I hope the audio-visual department got a nice bonus for this game, because this is the strongest aspect of this game. Characters look awesome and the soundtrack is absolutely amazing, what’s neat is you can change it to it’s 8-bit version and hear the original, switch back and hear their recreation. Background visuals look good too when they are drawn, but everything at front and not so far in the back is 3D and quality varies. Most of you will see through the level looks ok, but some models have pretty bad textures.

I haven’t played original NES game, but it feels the remaster left gameplay mostly untouched. Enemies are very basic, do one thing, are easy to kill but sometimes game likes to throw many of them at once and it’s easy to get hit. Bosses are easy too, tbh I find the levels themselves harder than all of the bosses. You kill everything by jumping on their heads using pogo jump, which you also use to jump on floor that would normally damage you or to reach secrets. There’s one really annoying thing about this pogo jump though… It has it’s own hitbox and it’s a pretty small cane. And it’s possible to not hit someone as you fall down on them, but your character will touch the enemy and get hit.
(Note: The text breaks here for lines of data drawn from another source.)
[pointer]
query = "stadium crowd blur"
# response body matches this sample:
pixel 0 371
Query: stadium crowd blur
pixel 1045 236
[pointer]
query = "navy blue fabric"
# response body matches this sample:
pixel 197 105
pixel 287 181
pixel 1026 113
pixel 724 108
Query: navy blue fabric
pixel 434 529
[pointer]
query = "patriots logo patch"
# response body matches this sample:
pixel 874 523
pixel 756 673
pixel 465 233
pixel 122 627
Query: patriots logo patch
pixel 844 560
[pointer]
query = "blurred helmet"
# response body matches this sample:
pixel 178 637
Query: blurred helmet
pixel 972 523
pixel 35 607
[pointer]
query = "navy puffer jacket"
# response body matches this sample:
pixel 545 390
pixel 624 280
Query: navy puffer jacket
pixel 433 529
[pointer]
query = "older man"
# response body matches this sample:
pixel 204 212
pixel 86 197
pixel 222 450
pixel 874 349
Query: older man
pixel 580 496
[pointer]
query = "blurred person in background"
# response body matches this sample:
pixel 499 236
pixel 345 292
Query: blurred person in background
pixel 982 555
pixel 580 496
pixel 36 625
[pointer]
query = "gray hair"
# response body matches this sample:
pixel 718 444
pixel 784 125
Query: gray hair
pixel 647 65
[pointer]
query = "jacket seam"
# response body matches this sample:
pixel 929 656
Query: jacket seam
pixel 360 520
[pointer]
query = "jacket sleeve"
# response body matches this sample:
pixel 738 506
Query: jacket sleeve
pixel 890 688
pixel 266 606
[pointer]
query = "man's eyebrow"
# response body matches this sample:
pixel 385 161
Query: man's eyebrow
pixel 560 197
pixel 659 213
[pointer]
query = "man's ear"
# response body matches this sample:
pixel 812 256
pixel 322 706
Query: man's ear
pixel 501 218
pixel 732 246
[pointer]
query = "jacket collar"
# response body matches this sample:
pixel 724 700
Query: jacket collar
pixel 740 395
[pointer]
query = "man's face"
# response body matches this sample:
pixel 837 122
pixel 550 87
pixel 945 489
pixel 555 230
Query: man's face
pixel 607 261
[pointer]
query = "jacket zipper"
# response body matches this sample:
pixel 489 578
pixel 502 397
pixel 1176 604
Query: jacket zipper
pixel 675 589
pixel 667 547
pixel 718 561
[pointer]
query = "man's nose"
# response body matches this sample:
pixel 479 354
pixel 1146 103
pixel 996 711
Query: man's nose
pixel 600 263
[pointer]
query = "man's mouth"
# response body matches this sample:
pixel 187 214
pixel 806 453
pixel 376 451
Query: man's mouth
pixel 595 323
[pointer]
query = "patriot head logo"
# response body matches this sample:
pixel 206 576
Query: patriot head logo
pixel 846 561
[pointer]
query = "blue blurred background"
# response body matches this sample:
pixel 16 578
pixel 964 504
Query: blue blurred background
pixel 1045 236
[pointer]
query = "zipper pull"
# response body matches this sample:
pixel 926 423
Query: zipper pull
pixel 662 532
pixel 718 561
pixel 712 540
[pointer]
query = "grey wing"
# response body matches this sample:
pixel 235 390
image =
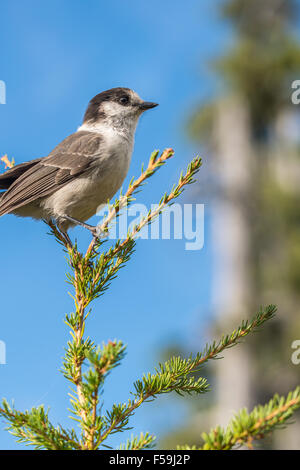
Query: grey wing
pixel 71 158
pixel 10 176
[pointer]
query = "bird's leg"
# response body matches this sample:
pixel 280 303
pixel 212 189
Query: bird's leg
pixel 68 239
pixel 95 230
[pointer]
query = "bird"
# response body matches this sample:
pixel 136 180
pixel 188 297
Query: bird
pixel 83 171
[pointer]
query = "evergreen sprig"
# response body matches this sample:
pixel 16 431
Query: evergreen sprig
pixel 245 428
pixel 86 366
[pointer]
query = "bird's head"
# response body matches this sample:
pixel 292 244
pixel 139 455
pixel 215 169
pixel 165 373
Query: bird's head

You can also miss the floor, say you land on the edge, the cane landed outside the edge but part of your character did not, so it breaks your pogo jump and you just stand there. It was a cause of a lot of frustration for me with this game at start as I didn’t understood why it was behaving like that.


Example of what you can unlock with the money you collect.


100%-ing this is a small chore, you need to beat this pretty much 3-times and grind a little to unlock all the stuff in vault, but I like some of stuff you unlock. Things like art pieces, drawings, original TV series art and sketches, new and old character models. But like I said unlocking all this is a chore.

The game is overall ok, it’s simple and when the frustrating parts don’t get in the way it can be fun. But I played better and I can only recommend buying this on discount. If you already have this and want to play a platformer, give it a try but don’t expect anything big.